In antwoorden op vragen van de leden Wilders en Van Dijck (beiden PVV) over de benoeming van de heer Nijpels tot nieuwe topman bij het ABP is reeds aan bod gekomen dat pensioenfondsbestuurders op grond van de pensioenwetgeving specifiek worden getoetst op deskundigheid in verband met de aard van de instelling.1 Deze deskundigheidseisen hebben betrekking op het besturen van een organisatie, relevante weten regelgeving, pensioenregelingen en pensioensoorten, financieel technische en actuariële principes en herverzekering, uitbesteding, administratieve organisatie en interne controle en communicatie. DNB beoordeelt of de kandidaat op de gevraagde deelgebieden voldoende deskundig is en of er binnen het bestuur een zodanig niveau van kennis en ervaring aanwezig is dat het fonds behoorlijk wordt bestuurd.

4

Met de PvdA-fractie zijn wij van mening dat de betrouwbaarheid van bestuurders van financiële instellingen buiten twijfel dient te staan. Deze norm is onder meer neergelegd in artikel 3:9, eerste lid, van de Wft en artikel 105, vijfde lid, van de Pensioenwet.

5

Ja, er wordt getoetst op basis van referenties, persoonlijke gesprekken en schriftelijke bronnen. Teneinde die toetsing op een zorgvuldige wijze te laten plaatsvinden, heeft de wetgever nadere regels vastgesteld die wat betreft de door de Wft gereguleerde financiële ondernemingen zijn neergelegd in onder meer het Besluit Prudentiële regels Wft en het Besluit Gedragstoezicht financiële ondernemingen Wft en voor wat betreft de pensioenfondsen zijn neergelegd in het Besluit uitvoering Pensioenwet en Wet verplichte beroepspensioenregeling.

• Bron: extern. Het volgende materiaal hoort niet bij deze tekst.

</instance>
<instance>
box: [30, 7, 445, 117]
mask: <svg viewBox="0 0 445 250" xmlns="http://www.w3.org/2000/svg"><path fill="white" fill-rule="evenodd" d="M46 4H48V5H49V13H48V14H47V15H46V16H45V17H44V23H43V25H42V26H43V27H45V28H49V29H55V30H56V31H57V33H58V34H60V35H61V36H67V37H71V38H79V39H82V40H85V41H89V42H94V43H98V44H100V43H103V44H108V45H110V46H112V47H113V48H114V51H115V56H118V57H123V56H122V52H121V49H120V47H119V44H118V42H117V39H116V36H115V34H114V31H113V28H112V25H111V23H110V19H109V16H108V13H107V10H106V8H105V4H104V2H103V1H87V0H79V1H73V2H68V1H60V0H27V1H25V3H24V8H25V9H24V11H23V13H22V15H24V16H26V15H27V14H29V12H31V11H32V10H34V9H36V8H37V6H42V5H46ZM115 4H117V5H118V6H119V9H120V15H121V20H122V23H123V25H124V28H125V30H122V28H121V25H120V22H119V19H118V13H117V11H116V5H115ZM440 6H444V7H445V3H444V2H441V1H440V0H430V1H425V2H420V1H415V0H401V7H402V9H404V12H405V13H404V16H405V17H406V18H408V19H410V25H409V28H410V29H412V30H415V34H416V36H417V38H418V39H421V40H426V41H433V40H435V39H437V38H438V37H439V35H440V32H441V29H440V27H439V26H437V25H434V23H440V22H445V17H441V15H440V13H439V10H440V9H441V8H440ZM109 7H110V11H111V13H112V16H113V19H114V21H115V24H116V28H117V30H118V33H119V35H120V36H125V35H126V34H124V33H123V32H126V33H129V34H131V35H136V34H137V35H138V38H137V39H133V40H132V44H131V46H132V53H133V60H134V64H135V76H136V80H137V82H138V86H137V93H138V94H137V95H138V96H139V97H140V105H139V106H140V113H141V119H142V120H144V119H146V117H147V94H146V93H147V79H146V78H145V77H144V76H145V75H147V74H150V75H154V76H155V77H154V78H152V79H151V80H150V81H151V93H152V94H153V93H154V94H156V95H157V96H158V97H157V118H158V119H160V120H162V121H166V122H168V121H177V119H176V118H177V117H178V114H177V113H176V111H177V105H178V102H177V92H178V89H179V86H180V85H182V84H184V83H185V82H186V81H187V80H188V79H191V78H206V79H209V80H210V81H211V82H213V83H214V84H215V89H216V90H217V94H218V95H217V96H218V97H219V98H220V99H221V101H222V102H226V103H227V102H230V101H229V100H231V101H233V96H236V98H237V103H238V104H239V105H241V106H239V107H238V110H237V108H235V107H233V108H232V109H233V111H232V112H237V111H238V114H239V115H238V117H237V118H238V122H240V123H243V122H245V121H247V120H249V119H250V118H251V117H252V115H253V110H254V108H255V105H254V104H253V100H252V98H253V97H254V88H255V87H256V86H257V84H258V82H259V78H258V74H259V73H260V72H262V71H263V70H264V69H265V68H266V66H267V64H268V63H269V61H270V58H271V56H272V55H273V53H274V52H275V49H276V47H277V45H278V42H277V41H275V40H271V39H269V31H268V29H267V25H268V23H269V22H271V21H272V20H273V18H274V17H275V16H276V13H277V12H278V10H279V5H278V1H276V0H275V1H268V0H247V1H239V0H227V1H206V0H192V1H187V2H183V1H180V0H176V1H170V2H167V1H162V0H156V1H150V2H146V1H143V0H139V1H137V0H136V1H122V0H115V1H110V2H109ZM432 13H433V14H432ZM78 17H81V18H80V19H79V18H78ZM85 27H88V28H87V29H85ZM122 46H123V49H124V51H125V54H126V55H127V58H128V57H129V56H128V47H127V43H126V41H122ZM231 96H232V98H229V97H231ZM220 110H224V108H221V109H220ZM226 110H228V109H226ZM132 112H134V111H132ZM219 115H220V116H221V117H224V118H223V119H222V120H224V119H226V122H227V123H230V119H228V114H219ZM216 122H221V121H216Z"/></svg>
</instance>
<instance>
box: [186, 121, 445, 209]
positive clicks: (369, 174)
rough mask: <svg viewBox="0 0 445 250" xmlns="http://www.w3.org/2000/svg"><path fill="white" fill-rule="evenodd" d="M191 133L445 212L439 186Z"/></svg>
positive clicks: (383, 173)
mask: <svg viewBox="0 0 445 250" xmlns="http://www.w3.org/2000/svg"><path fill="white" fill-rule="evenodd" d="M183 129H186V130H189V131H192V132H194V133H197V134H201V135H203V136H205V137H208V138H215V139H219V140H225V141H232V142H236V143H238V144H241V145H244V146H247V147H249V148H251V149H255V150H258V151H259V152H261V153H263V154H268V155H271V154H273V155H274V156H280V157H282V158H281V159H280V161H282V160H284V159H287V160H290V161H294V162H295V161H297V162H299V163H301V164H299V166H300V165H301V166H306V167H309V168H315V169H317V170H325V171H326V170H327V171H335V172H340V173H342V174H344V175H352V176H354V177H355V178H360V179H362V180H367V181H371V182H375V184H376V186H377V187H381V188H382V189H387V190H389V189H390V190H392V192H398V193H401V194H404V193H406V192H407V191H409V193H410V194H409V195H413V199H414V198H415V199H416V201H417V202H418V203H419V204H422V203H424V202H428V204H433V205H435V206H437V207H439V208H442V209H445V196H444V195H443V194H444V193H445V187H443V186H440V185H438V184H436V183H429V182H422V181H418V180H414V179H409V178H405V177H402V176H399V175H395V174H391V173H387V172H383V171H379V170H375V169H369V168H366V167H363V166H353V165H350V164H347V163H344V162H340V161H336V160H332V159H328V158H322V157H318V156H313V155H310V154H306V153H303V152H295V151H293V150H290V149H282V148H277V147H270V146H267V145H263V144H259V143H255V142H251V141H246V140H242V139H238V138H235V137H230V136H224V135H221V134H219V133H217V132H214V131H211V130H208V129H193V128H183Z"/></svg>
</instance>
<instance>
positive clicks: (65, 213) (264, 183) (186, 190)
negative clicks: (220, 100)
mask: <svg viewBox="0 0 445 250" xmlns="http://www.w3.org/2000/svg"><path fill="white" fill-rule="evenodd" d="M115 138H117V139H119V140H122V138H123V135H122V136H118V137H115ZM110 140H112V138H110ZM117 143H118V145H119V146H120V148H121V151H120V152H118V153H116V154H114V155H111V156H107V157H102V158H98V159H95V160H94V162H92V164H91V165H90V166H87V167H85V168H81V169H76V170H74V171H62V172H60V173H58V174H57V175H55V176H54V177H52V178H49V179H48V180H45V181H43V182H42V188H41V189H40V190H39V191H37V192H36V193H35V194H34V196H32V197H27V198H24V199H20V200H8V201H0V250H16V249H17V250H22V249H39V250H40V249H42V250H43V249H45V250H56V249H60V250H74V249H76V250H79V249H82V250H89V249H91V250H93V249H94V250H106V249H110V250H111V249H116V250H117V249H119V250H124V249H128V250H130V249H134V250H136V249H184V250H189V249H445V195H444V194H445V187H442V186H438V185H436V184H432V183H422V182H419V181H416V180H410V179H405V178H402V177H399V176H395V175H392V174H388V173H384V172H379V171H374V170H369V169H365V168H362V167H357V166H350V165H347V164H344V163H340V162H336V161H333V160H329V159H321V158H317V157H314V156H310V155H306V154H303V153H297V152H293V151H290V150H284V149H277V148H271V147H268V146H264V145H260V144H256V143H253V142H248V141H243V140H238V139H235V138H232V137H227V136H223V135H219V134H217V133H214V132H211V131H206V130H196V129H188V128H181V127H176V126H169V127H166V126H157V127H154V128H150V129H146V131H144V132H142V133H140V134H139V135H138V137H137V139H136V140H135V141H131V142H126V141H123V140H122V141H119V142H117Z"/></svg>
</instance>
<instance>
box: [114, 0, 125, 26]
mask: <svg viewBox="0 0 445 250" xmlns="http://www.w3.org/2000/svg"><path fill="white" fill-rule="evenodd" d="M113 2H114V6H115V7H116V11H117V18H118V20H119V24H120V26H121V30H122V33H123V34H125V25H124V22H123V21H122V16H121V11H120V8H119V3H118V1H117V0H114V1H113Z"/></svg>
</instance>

Daarin is op zeer gedetailleerde wijze aangegeven aan de hand van welke gegevens en inlichtingen de voornemens, handelingen en antecedenten van betrokkene bij de betrouwbaarheidstoetsing in aanmerking moeten worden genomen, welke bronnen in dat kader kunnen worden geraadpleegd en welke belangenafweging daarbij dient plaats te vinden. Tot de hiervoor bedoelde gegevens, inlichtingen en bronnen behoren onder meer door betrokkene verstrekte gegevens en inlichtingen, door de Landelijke Officier van Justitie verstrekte politiegegevens, gegevens en inlichtingen verkregen van de Belastingdienst, inlichtingen verkregen van door betrokkenen opgegeven referenties, gegevens uit openbare bronnen en inlichtingen verkregen van organisaties van huidige of voormalige beroepsgenoten van betrokkene.

6 en 7

Ik ben niet op de hoogte gebracht van de redenen waarom een aantal DSB medewerkers ontslag nam. Verder wil ik hangende het door uw Kamer gevraagde onderzoek door de commissie Scheltema niet op deze vragen ingaan. De gang van zaken bij DSB, inclusief de rol van het ministerie van Financiën, is, zoals u bekend is, onderwerp van het onderzoek.


XNoot
1

 Het Financieele Dagblad, 21 november 2009: «DNB twijfelde eerder bij DSB». de Volkskrant, 21 november 2009: «Zalm verdedigde wanbeleid DSB».

XNoot
1

Aanhangsel Handelingen II 2008/09, nr. 3600.